On August 4, 2025, Millrose Properties, Inc. (“Millrose” or the “Company”) issued a press release announcing the pricing of its private offering (the “Offering”) of $1.25 billion aggregate principal amount of its 6.375% Senior Notes due 2030 (the “Notes”), representing a $250 million upsize from the previously announced offering size, at an initial offering price of 100.000% of the principal amount plus accrued interest, if any, from August 7, 2025. The Notes were offered to persons reasonably believed to be qualified institutional buyers pursuant to Rule 144A under the Securities Act of 1933, as amended (the “Securities Act”), and to certain non-U.S. persons in accordance with Regulation S under the Securities Act. The Offering is expected to close on August 7, 2025, subject to customary closing conditions. A copy of this press release is being furnished as Exhibit 99.1 to this Current Report on Form 8-K (this “Report”) and is incorporated herein by reference.
The Notes and the related guarantee have not been and will not be registered under the Securities Act or the securities laws of any state or other jurisdiction, and the Notes may not be offered or sold in the United States without registration or an applicable exemption from the registration requirements of the Securities Act and applicable state securities or blue sky laws and foreign securities laws. This Report shall not constitute an offer to sell or the solicitation of an offer to buy, any securities, nor shall there be any sales of the Notes in any jurisdiction in which such offer, solicitation or sale would be unlawful prior to registration or qualification under the securities laws of any such jurisdiction.

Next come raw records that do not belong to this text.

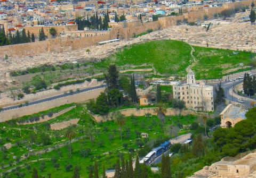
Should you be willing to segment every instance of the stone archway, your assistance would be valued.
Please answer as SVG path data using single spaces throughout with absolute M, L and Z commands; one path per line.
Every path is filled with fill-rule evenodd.
M 232 123 L 229 121 L 227 121 L 225 123 L 225 128 L 230 128 L 232 127 Z

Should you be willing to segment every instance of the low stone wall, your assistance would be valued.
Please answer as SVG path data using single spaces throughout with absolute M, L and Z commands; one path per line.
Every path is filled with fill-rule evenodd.
M 86 101 L 91 99 L 98 97 L 100 92 L 103 92 L 105 89 L 105 88 L 100 88 L 49 101 L 1 112 L 0 112 L 0 122 L 17 118 L 25 115 L 37 113 L 65 104 Z
M 103 116 L 99 115 L 93 115 L 93 116 L 97 122 L 105 122 L 108 120 L 114 119 L 115 115 L 118 111 L 120 112 L 122 114 L 124 115 L 125 116 L 130 116 L 132 115 L 133 115 L 135 116 L 143 116 L 147 113 L 149 113 L 151 115 L 156 115 L 155 113 L 155 109 L 156 108 L 156 107 L 145 108 L 139 109 L 137 109 L 136 108 L 125 109 L 119 110 L 118 111 L 110 112 L 108 114 Z M 210 115 L 208 113 L 206 113 L 197 112 L 191 110 L 180 110 L 171 108 L 167 108 L 167 112 L 166 114 L 166 115 L 177 115 L 180 114 L 181 115 L 194 114 L 202 116 L 206 116 L 208 117 L 212 117 L 211 115 Z
M 68 121 L 64 121 L 62 122 L 57 123 L 51 124 L 51 130 L 61 130 L 67 128 L 71 125 L 77 124 L 79 121 L 79 118 L 75 118 Z
M 33 122 L 30 122 L 29 119 L 28 119 L 27 121 L 28 121 L 28 122 L 26 122 L 27 121 L 25 121 L 26 122 L 22 123 L 19 123 L 17 122 L 18 125 L 28 125 L 28 124 L 36 124 L 36 123 L 42 123 L 45 122 L 48 120 L 50 120 L 52 119 L 53 119 L 54 118 L 57 117 L 58 116 L 60 116 L 61 115 L 62 115 L 64 113 L 67 113 L 67 112 L 69 112 L 73 108 L 75 108 L 75 106 L 71 106 L 67 108 L 64 109 L 63 110 L 61 110 L 57 113 L 53 113 L 52 116 L 51 117 L 49 117 L 48 115 L 45 115 L 44 117 L 40 116 L 39 117 L 39 120 L 37 121 L 34 121 Z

Forward-looking Statements
Certain statements contained in this Report and oral statements made regarding the matters addressed in this Report constitute “forward-looking statements” within the meaning of Section 27A of the Securities Act and Section 21E of the Securities Exchange Act of 1934, as amended, including, without limitation, statements about the Offering, the expected use of proceeds therefrom and other future events. All forward-looking statements included in this Report are qualified in their entirety by, and should be read in the context of, the risk factors and other factors disclosed in the Company’s filings with the Securities and Exchange Commission, which can be obtained free of charge on the Securities and Exchange Commission’s web site at http://www.sec.gov. Except to the extent required by applicable law, Millrose undertakes no obligation to update or revise any information contained in this communication beyond the date hereof, whether as a result of new information, future events or otherwise.
Item 9.01 Financial Statements and Exhibits.
(d) Exhibits.
Exhibit No. |
Exhibit Description | |
99.1 | Press Release dated August 4, 2025. | |
104 | Cover Page Interactive Data File (embedded with the Inline XBRL document). |
SIGNATURE
Pursuant to the requirements of the Securities Exchange Act of 1934, as amended, the registrant has duly caused this Report to be signed on its behalf by the undersigned hereunto duly authorized.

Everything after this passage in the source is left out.